I have 8 reps of illumina paired-end reads from a fungal RNA-seq experiment that I have de novo assembled using trinity. Trinity says to use the --jaccard_clip function if you predict high gene density, which may be the case for a small fungal genome.
I assembled the transcriptome twice. Once with --jaccard clip and once without --jaccard_clip and preformed a couple of the recommended quality assessment steps for each.
Read content in each of the transcriptomes is good. 99.12% of reads map to the transcriptome with --jaccard_clip transcriptome, and 98.97% to the transcriptome without --jaccard_clip.

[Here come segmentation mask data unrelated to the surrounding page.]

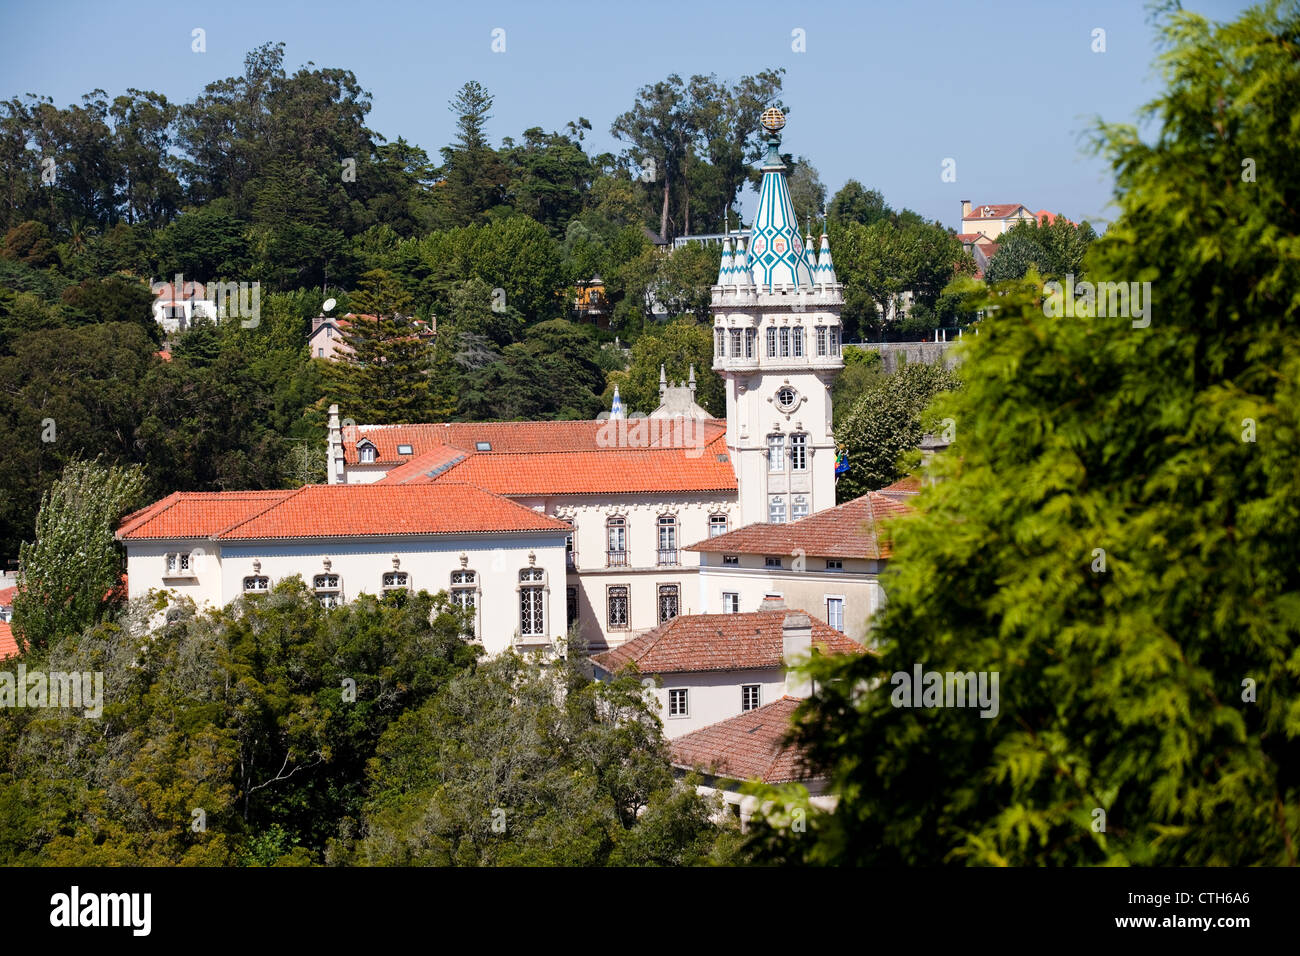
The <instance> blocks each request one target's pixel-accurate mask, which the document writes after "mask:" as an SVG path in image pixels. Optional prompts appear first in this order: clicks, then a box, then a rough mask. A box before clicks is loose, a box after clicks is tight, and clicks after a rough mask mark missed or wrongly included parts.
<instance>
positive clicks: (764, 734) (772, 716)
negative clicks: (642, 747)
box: [669, 697, 818, 783]
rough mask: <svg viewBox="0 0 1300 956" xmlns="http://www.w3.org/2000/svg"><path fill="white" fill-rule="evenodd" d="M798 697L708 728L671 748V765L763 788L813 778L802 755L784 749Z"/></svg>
mask: <svg viewBox="0 0 1300 956" xmlns="http://www.w3.org/2000/svg"><path fill="white" fill-rule="evenodd" d="M798 705H800V700H798V698H797V697H781V698H780V700H779V701H772V702H771V704H767V705H766V706H762V708H755V709H754V710H749V711H746V713H744V714H740V715H738V717H732V718H731V719H728V721H720V722H718V723H711V724H708V726H707V727H702V728H699V730H697V731H693V732H692V734H685V735H682V736H680V737H677V739H676V740H672V741H671V743H669V749H671V753H672V762H673V765H675V766H679V767H682V769H685V770H702V771H705V773H707V774H711V775H714V777H724V778H731V779H735V780H759V782H762V783H790V782H794V780H809V779H818V778H816V777H815V775H814V774H811V773H810V771H809V770H807V769H806V766H805V762H803V754H802V752H801V750H798V749H797V748H794V747H788V745H787V744H785V736H787V735H788V734H789V732H790V728H792V722H793V718H794V710H796V708H798Z"/></svg>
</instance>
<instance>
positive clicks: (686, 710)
mask: <svg viewBox="0 0 1300 956" xmlns="http://www.w3.org/2000/svg"><path fill="white" fill-rule="evenodd" d="M688 693H689V691H688V689H686V688H685V687H675V688H672V689H671V691H668V717H690V708H689V706H688Z"/></svg>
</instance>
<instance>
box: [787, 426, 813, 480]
mask: <svg viewBox="0 0 1300 956" xmlns="http://www.w3.org/2000/svg"><path fill="white" fill-rule="evenodd" d="M807 451H809V437H807V436H806V434H792V436H790V471H807V467H809V455H807Z"/></svg>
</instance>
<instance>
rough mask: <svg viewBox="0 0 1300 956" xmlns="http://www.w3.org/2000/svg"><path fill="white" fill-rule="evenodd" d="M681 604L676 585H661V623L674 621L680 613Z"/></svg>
mask: <svg viewBox="0 0 1300 956" xmlns="http://www.w3.org/2000/svg"><path fill="white" fill-rule="evenodd" d="M680 607H681V604H680V601H679V594H677V585H676V584H660V585H659V623H660V624H662V623H664V622H666V620H672V619H673V618H676V617H677V614H679V613H680Z"/></svg>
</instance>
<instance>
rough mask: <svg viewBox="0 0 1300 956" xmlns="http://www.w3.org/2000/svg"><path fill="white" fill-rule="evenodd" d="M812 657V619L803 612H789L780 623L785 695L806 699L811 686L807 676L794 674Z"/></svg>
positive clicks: (792, 696) (785, 615)
mask: <svg viewBox="0 0 1300 956" xmlns="http://www.w3.org/2000/svg"><path fill="white" fill-rule="evenodd" d="M811 656H813V619H811V618H810V617H809V615H807V614H805V613H803V611H789V613H787V615H785V620H784V622H783V623H781V663H783V665H785V693H787V696H789V697H807V696H809V693H811V691H813V684H811V682H810V680H809V678H807V675H805V674H797V672H794V669H796V667H801V666H802V665H805V663H807V659H809V658H810V657H811Z"/></svg>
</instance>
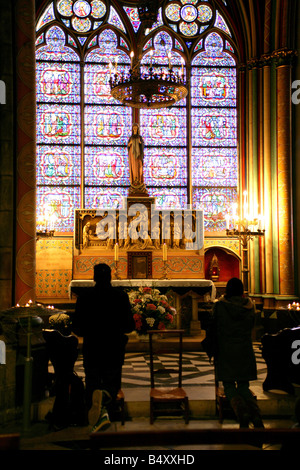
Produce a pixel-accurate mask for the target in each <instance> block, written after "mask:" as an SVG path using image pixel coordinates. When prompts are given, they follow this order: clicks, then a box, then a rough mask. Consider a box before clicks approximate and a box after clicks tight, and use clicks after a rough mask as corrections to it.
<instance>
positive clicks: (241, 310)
mask: <svg viewBox="0 0 300 470" xmlns="http://www.w3.org/2000/svg"><path fill="white" fill-rule="evenodd" d="M254 320H255V307H254V304H253V302H252V301H251V299H250V298H248V297H244V286H243V283H242V281H241V280H240V279H238V278H232V279H230V280H229V281H228V283H227V286H226V293H225V295H224V296H222V297H221V298H220V299H219V300H218V301H217V302H216V303H215V306H214V309H213V320H212V328H213V331H214V335H215V342H216V351H215V353H214V361H215V373H216V379H217V380H218V381H221V382H223V386H224V392H225V395H226V397H227V399H228V400H229V401H230V404H231V406H232V408H233V410H234V412H235V414H236V416H237V419H238V421H239V423H240V427H248V426H249V423H250V421H251V422H252V423H253V425H254V426H255V427H263V422H262V419H261V415H260V410H259V407H258V405H257V402H256V400H255V399H254V397H253V395H252V393H251V391H250V389H249V382H250V381H251V380H256V379H257V369H256V361H255V355H254V351H253V345H252V329H253V327H254Z"/></svg>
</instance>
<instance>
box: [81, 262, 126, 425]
mask: <svg viewBox="0 0 300 470" xmlns="http://www.w3.org/2000/svg"><path fill="white" fill-rule="evenodd" d="M94 281H95V286H94V287H92V288H90V289H86V291H85V292H84V293H83V294H82V295H80V296H79V297H78V299H77V302H76V308H75V314H74V317H73V319H72V330H73V332H74V333H75V334H76V335H77V336H82V337H83V347H82V353H83V365H84V370H85V384H86V404H87V408H88V409H89V412H88V419H89V424H90V425H91V426H92V427H93V429H92V431H94V432H95V431H99V430H100V429H104V428H105V427H107V426H108V425H109V424H110V419H109V415H108V412H107V404H108V403H111V404H113V403H114V402H115V400H116V397H117V394H118V391H119V389H120V388H121V376H122V365H123V363H124V357H125V347H126V344H127V341H128V337H127V335H126V333H130V332H131V331H133V330H134V328H135V323H134V319H133V315H132V312H131V305H130V302H129V298H128V295H127V293H125V292H124V291H122V290H120V289H118V288H115V287H112V285H111V269H110V267H109V266H108V265H106V264H97V265H95V266H94Z"/></svg>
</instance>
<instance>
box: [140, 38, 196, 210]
mask: <svg viewBox="0 0 300 470" xmlns="http://www.w3.org/2000/svg"><path fill="white" fill-rule="evenodd" d="M153 44H154V51H153V55H152V56H150V52H147V53H146V54H145V55H144V58H143V62H142V63H143V64H149V63H150V60H151V63H152V65H153V68H154V69H155V68H156V67H159V68H161V67H162V68H163V69H164V68H165V69H166V70H167V69H168V68H169V66H170V65H171V66H172V67H173V69H174V70H176V68H178V69H179V68H181V55H180V54H179V52H177V50H176V49H175V45H174V43H173V40H172V38H171V36H169V34H167V33H166V32H160V33H158V34H156V35H155V36H154V41H153ZM169 52H171V56H170V57H169ZM140 124H141V133H142V135H143V136H144V140H145V157H144V161H145V165H144V166H145V183H146V186H147V188H149V191H150V193H151V194H156V195H157V194H158V195H159V198H157V199H156V204H157V206H158V207H160V208H169V207H170V206H172V207H174V208H179V207H184V206H185V205H186V203H187V145H186V143H187V119H186V102H185V100H182V101H180V102H179V103H178V104H177V105H176V106H173V107H171V108H163V109H149V110H148V109H143V110H141V113H140ZM178 204H179V205H180V206H178Z"/></svg>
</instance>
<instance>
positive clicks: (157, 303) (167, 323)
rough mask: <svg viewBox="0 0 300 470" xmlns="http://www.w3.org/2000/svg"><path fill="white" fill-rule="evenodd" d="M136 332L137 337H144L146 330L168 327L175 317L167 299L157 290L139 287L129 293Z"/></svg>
mask: <svg viewBox="0 0 300 470" xmlns="http://www.w3.org/2000/svg"><path fill="white" fill-rule="evenodd" d="M128 295H129V300H130V303H131V308H132V313H133V318H134V321H135V328H136V332H137V334H138V335H139V336H142V335H146V334H147V331H148V330H161V331H162V332H163V331H164V330H165V329H167V328H168V327H170V326H171V325H172V323H173V322H174V317H175V315H176V310H175V308H173V307H171V305H170V304H169V302H168V298H167V296H165V295H162V294H161V293H160V292H159V290H158V289H153V288H151V287H140V288H139V289H136V290H131V291H130V292H129V293H128Z"/></svg>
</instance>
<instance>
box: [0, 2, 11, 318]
mask: <svg viewBox="0 0 300 470" xmlns="http://www.w3.org/2000/svg"><path fill="white" fill-rule="evenodd" d="M0 10H1V17H0V25H1V28H0V41H1V61H0V80H1V96H0V98H1V99H0V122H1V125H0V260H1V263H0V311H1V310H4V309H6V308H8V307H10V306H11V302H12V298H13V268H14V237H13V234H14V116H13V110H14V75H13V74H14V66H13V54H14V50H13V38H12V31H11V25H12V22H13V6H12V2H6V1H5V0H0Z"/></svg>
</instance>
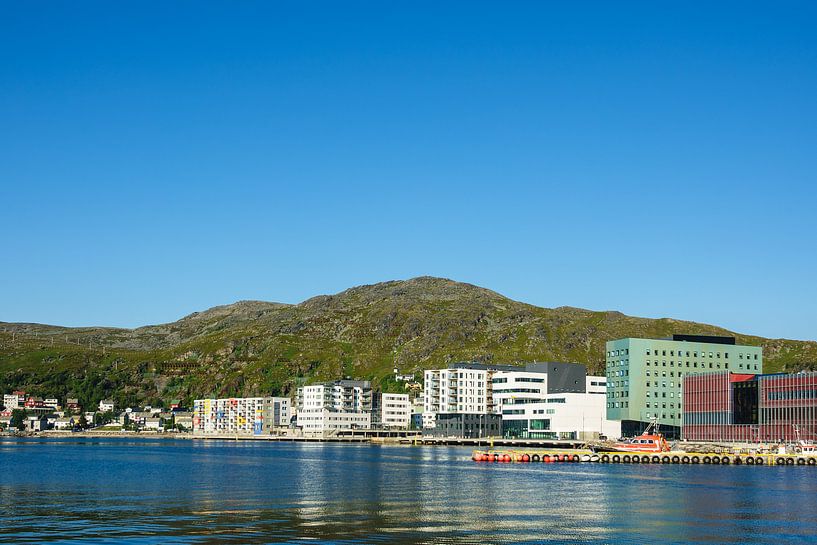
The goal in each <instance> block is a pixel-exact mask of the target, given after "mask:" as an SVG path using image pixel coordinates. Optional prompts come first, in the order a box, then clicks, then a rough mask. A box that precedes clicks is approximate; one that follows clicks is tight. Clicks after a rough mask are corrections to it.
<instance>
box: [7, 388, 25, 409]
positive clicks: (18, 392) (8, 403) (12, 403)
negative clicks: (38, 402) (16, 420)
mask: <svg viewBox="0 0 817 545" xmlns="http://www.w3.org/2000/svg"><path fill="white" fill-rule="evenodd" d="M25 402H26V394H25V392H14V393H13V394H4V395H3V406H4V407H5V408H6V409H7V410H9V411H11V410H13V409H22V408H23V406H24V405H25Z"/></svg>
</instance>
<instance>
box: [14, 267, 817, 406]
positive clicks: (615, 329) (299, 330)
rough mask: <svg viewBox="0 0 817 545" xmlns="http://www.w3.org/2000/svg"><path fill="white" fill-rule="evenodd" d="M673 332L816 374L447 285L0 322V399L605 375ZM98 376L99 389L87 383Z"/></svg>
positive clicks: (563, 307) (769, 354) (133, 395)
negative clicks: (566, 371) (164, 319)
mask: <svg viewBox="0 0 817 545" xmlns="http://www.w3.org/2000/svg"><path fill="white" fill-rule="evenodd" d="M673 333H699V334H714V335H731V336H735V337H736V338H737V339H738V342H740V343H743V344H755V345H762V346H763V347H764V361H765V367H766V369H767V370H769V371H796V370H801V369H811V368H814V363H815V362H817V343H815V342H814V341H795V340H789V339H766V338H763V337H757V336H752V335H744V334H739V333H733V332H731V331H729V330H726V329H724V328H721V327H718V326H714V325H710V324H699V323H696V322H690V321H684V320H675V319H672V318H659V319H650V318H639V317H632V316H627V315H625V314H623V313H621V312H619V311H610V310H607V311H593V310H586V309H581V308H577V307H565V306H563V307H557V308H545V307H538V306H535V305H531V304H528V303H524V302H519V301H514V300H513V299H510V298H508V297H505V296H504V295H501V294H499V293H497V292H495V291H492V290H489V289H486V288H482V287H480V286H476V285H473V284H467V283H461V282H455V281H453V280H450V279H447V278H437V277H428V276H424V277H417V278H411V279H408V280H391V281H387V282H380V283H375V284H368V285H362V286H354V287H351V288H348V289H346V290H343V291H341V292H338V293H336V294H330V295H318V296H315V297H311V298H308V299H306V300H304V301H302V302H300V303H297V304H285V303H271V302H265V301H252V300H248V301H237V302H235V303H231V304H227V305H218V306H215V307H211V308H209V309H206V310H203V311H199V312H194V313H191V314H188V315H187V316H184V317H182V318H180V319H179V320H177V321H175V322H169V323H166V324H157V325H148V326H141V327H137V328H133V329H124V328H105V327H99V328H93V327H91V328H88V327H86V328H65V327H60V326H50V325H43V324H14V323H3V322H0V388H2V389H4V390H8V389H9V388H17V387H21V388H28V389H29V390H31V391H35V390H37V391H46V390H47V391H48V393H50V394H51V395H58V396H59V395H60V394H62V395H63V396H64V395H65V394H66V393H68V392H69V391H72V392H76V391H80V392H86V393H85V394H81V395H86V396H88V400H89V401H92V400H93V398H95V397H96V396H100V395H105V396H108V397H115V396H117V395H118V396H119V397H120V402H121V403H126V402H130V403H137V402H142V401H146V400H147V401H154V402H157V401H161V400H162V399H166V398H169V397H179V398H182V399H190V398H192V397H197V396H198V397H201V396H204V395H255V394H261V393H276V394H290V393H292V391H293V390H294V388H295V387H296V386H297V385H298V384H301V383H303V382H305V381H314V380H329V379H334V378H341V377H344V376H352V377H356V378H368V379H371V380H373V381H375V383H377V384H379V385H382V386H384V387H386V388H398V387H400V385H396V384H393V383H391V382H390V380H391V379H390V375H391V373H392V368H393V367H398V368H400V370H401V372H404V373H405V372H409V373H411V372H415V373H421V372H422V370H424V369H428V368H433V367H436V366H442V365H446V364H448V363H451V362H453V361H462V360H467V361H481V362H496V363H500V362H502V363H520V364H521V363H524V362H527V361H533V360H539V361H547V360H562V361H576V362H579V363H584V364H586V365H587V366H588V370H589V372H591V373H602V374H603V368H604V356H603V353H604V342H605V341H607V340H609V339H614V338H621V337H626V336H634V337H667V336H671V335H672V334H673ZM89 375H90V376H91V377H92V378H93V379H94V380H95V381H96V382H98V383H100V384H99V385H97V384H91V382H93V381H91V380H90V379H89V378H88V377H89Z"/></svg>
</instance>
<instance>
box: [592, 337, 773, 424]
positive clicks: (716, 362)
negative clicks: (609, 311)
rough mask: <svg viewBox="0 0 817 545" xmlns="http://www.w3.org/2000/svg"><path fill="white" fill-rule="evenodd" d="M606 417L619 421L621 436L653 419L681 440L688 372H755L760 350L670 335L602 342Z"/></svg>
mask: <svg viewBox="0 0 817 545" xmlns="http://www.w3.org/2000/svg"><path fill="white" fill-rule="evenodd" d="M606 362H607V373H606V374H607V418H608V419H609V420H620V421H621V432H622V434H623V435H625V436H632V435H638V434H639V433H641V432H642V431H644V428H646V427H647V424H648V423H649V422H651V421H652V420H653V419H657V421H658V424H659V425H660V429H661V432H662V433H664V434H665V435H666V436H667V437H668V438H680V436H681V419H682V416H683V407H682V406H681V400H682V392H681V384H682V382H683V377H684V375H686V374H689V373H713V372H718V371H724V370H727V371H732V372H733V373H745V374H759V373H762V372H763V349H762V348H761V347H759V346H742V345H738V344H736V343H735V338H734V337H716V336H709V335H673V336H672V338H669V339H636V338H627V339H618V340H615V341H609V342H607V347H606Z"/></svg>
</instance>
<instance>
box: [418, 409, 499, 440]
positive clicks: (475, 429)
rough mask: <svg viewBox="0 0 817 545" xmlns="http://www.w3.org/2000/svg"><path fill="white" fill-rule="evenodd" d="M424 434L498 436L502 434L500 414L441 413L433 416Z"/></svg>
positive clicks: (476, 435) (471, 438)
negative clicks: (429, 425)
mask: <svg viewBox="0 0 817 545" xmlns="http://www.w3.org/2000/svg"><path fill="white" fill-rule="evenodd" d="M423 433H424V434H427V435H432V436H436V437H462V438H465V439H478V438H480V437H500V436H501V435H502V415H499V414H494V413H487V414H482V413H479V414H477V413H441V414H438V415H437V417H436V418H435V426H434V428H432V429H427V430H423Z"/></svg>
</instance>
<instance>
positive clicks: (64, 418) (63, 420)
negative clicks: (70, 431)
mask: <svg viewBox="0 0 817 545" xmlns="http://www.w3.org/2000/svg"><path fill="white" fill-rule="evenodd" d="M76 425H77V419H75V418H74V417H72V416H63V417H60V418H57V420H56V421H55V422H54V429H55V430H63V431H70V430H72V429H74V426H76Z"/></svg>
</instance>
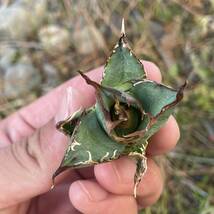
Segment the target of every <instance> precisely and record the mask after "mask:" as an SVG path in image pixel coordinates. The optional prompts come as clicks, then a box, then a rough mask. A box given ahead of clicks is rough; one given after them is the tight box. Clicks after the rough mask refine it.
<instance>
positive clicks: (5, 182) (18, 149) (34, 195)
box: [0, 93, 80, 208]
mask: <svg viewBox="0 0 214 214" xmlns="http://www.w3.org/2000/svg"><path fill="white" fill-rule="evenodd" d="M73 95H75V94H74V93H73ZM77 96H79V95H77ZM74 98H75V97H73V99H74ZM77 104H78V103H77V102H74V103H73V105H77ZM78 105H80V103H79V104H78ZM62 108H64V105H63V106H62ZM70 108H71V109H72V110H74V109H76V108H78V106H76V107H75V106H70ZM59 112H61V111H59ZM61 113H62V112H61ZM66 147H67V137H66V136H65V135H63V134H61V133H60V132H58V131H57V130H56V128H55V122H54V121H53V120H52V121H51V122H49V123H48V124H47V125H45V126H43V127H42V128H41V129H39V130H37V131H36V132H35V133H34V134H33V135H32V136H31V137H29V138H26V139H25V140H23V141H21V142H18V143H13V144H11V145H10V146H7V147H4V148H2V149H1V150H0V163H1V164H0V172H1V173H0V190H1V194H0V208H5V207H8V206H12V205H13V204H17V203H19V202H22V201H25V200H29V198H32V197H34V196H36V195H39V194H42V193H44V192H46V191H48V190H49V189H50V187H51V185H52V184H51V178H52V175H53V173H54V171H55V170H56V168H58V166H59V164H60V162H61V160H62V158H63V155H64V153H65V150H66ZM73 173H75V171H74V172H73ZM75 176H76V178H79V176H77V175H73V177H75ZM8 187H9V188H8ZM23 190H24V192H23Z"/></svg>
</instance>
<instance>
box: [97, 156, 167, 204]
mask: <svg viewBox="0 0 214 214" xmlns="http://www.w3.org/2000/svg"><path fill="white" fill-rule="evenodd" d="M135 170H136V163H135V161H134V160H132V159H130V158H127V157H123V158H120V159H118V160H115V161H112V162H109V163H104V164H99V165H97V166H95V176H96V179H97V181H98V182H99V184H100V185H101V186H102V187H104V188H105V189H106V191H108V192H111V193H114V194H122V195H133V189H134V174H135ZM162 188H163V179H162V176H161V173H160V169H159V168H158V166H157V165H156V164H155V162H154V161H153V160H152V159H148V170H147V172H146V174H145V176H144V177H143V178H142V180H141V182H140V184H139V186H138V190H137V196H138V198H139V199H140V200H139V203H140V204H142V205H143V206H148V205H151V204H152V203H154V202H155V201H156V200H157V199H158V197H159V196H160V194H161V192H162Z"/></svg>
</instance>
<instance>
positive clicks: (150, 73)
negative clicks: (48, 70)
mask: <svg viewBox="0 0 214 214" xmlns="http://www.w3.org/2000/svg"><path fill="white" fill-rule="evenodd" d="M142 63H143V65H144V69H145V72H146V73H147V76H148V79H151V80H155V81H157V82H160V81H161V74H160V70H159V69H158V67H157V66H156V65H155V64H154V63H152V62H149V61H142ZM102 70H103V67H99V68H97V69H94V70H92V71H90V72H88V73H87V75H88V76H89V77H90V78H92V79H93V80H95V81H100V79H101V76H102ZM68 86H72V87H73V88H76V89H77V90H78V91H80V93H81V96H83V97H84V106H86V107H88V106H90V105H92V104H93V103H94V101H95V96H94V89H93V88H92V87H91V86H89V85H88V84H86V82H85V80H84V79H83V78H81V77H80V76H77V77H75V78H73V79H71V80H69V81H67V82H66V83H64V84H62V85H61V86H59V87H57V88H56V89H54V90H53V91H52V92H50V93H48V94H47V95H45V96H43V97H41V98H40V99H38V100H37V101H35V102H33V103H32V104H30V105H28V106H26V107H24V108H22V109H20V110H19V111H18V112H17V113H14V114H13V115H11V116H9V117H8V118H7V119H5V120H3V121H2V122H1V123H0V129H2V130H4V131H5V132H10V130H13V136H12V137H11V139H12V140H13V139H14V138H15V140H20V139H21V138H23V137H27V136H30V135H31V134H32V133H33V132H34V131H35V130H36V129H38V128H40V127H42V126H43V125H44V124H46V123H47V122H48V121H49V120H50V119H51V118H52V117H53V116H54V115H55V114H56V111H57V109H58V107H59V104H60V103H59V100H60V98H61V96H62V93H63V92H64V91H65V88H67V87H68ZM14 124H17V125H16V126H14ZM8 130H9V131H8ZM8 135H9V137H10V133H9V134H8ZM14 136H15V137H14ZM6 140H7V142H8V143H9V142H10V139H6ZM6 140H4V141H6Z"/></svg>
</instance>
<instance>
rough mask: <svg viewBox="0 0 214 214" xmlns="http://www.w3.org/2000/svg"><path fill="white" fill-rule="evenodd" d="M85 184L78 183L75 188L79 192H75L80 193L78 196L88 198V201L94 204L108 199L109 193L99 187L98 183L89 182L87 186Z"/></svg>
mask: <svg viewBox="0 0 214 214" xmlns="http://www.w3.org/2000/svg"><path fill="white" fill-rule="evenodd" d="M84 182H86V181H84ZM84 182H82V181H77V182H76V187H75V188H76V189H77V190H78V191H77V190H76V191H75V192H76V193H77V192H78V194H80V195H82V196H83V197H87V199H88V200H90V201H93V202H97V201H102V200H104V199H106V197H107V196H108V193H107V192H106V191H105V190H103V189H102V188H101V187H99V186H98V184H97V183H95V182H94V183H93V182H91V181H89V182H88V183H87V185H86V184H85V183H84Z"/></svg>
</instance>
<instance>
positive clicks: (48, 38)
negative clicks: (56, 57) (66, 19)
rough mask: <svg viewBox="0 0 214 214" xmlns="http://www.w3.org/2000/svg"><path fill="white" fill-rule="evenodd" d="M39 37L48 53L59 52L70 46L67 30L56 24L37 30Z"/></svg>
mask: <svg viewBox="0 0 214 214" xmlns="http://www.w3.org/2000/svg"><path fill="white" fill-rule="evenodd" d="M39 39H40V42H41V44H42V46H43V48H44V49H45V51H47V52H48V53H49V54H53V55H57V54H61V53H63V52H65V51H67V50H68V48H69V47H70V34H69V31H68V30H66V29H65V28H62V27H60V26H57V25H48V26H46V27H43V28H42V29H41V30H40V31H39Z"/></svg>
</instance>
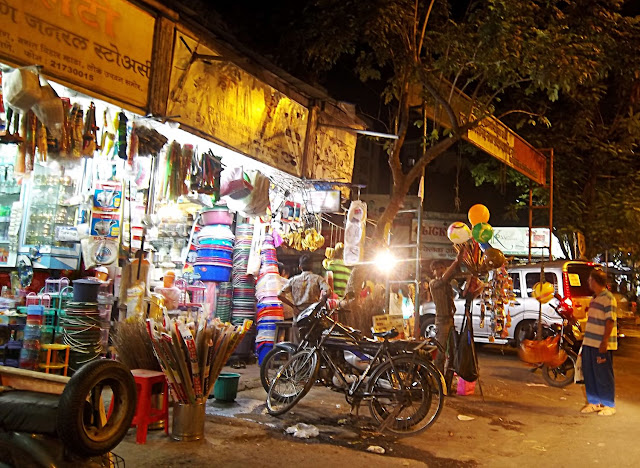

Below, stats for each transcriptome generated using trinitystats.pl.
With --Jaccard_clip
Counts of transcripts, etc.
Total trinity 'genes': 18674
Total trinity transcripts: 30205
Percent GC: 62.50
Stats based on ALL transcript contigs:
Contig N50: 2481
Median contig length: 674
Average contig: 1296.03
Total assembled bases: 39146732
Stats based on ONLY LONGEST ISOFORM per 'GENE':
Contig N50: 2336
Median contig length: 363
Average contig: 1034.59
Total assembled bases: 19319873
Without --jaccard_clip
Counts of transcripts, etc.
Total trinity 'genes': 6106
Total trinity transcripts: 18773
Percent GC: 62.38
Stats based on ALL transcript contigs:
Contig N50: 4196
Median contig length: 2074
Average contig: 2720.12
Total assembled bases: 51064844
Stats based on ONLY LONGEST ISOFORM per 'GENE':
Contig N50: 3986
Median contig length: 1973.5
Average contig: 2514.36
Total assembled bases: 15352683
Trinity also recommend counting full length transcripts with BLAST to swissprot. Below transcripts were aligned to their best protein hit. The chart displays number of transcripts at various percent coverages. For more info on this chart, see https://github.com/trinityrnaseq/trinityrnaseq/wiki/Counting-Full-Length-Trinity-Transcripts
With --Jaccard_clip
hit_pct_cov_bin count_in_bin >bin_below
100 1046 1046
90 571 1617
80 404 2021
70 331 2352
60 327 2679
50 330 3009
40 305 3314
30 231 3545
20 281 3826
10 120 3946
Without --jaccard_clip
hit_pct_cov_bin count_in_bin >bin_below
100 2313 2313
90 764 3077
80 552 3629
70 440 4069
60 381 4450
50 333 4783
40 314 5097
30 269 5366
20 220 5586
10 102 5688
I would like to choose the better of these transcriptomes for my analysis, but Im still not sure which is the most representative. Does anyone have advice about how to make the final selection?
Hey Chris, thanks!
I tried BUSCO for the longest gene isoform of both files but didn't get great number for either assembly...
With --jaccard_clip
Without --jaccard_clip
It's a transcriptome, so you may not get the complete set of BUSCOs for your taxonomic group (this only represents what is expressed, unlike a genome).
The key is using this to compare various assembly versions (or assemblies using different tools). They both are fairly comparable but the
--jaccard-clip
is slightly higher. It might be better to run on all the data (not just the longest) using the 'transcriptome' mode if you aren't already doing that; the longest rep sequence may not always be the best.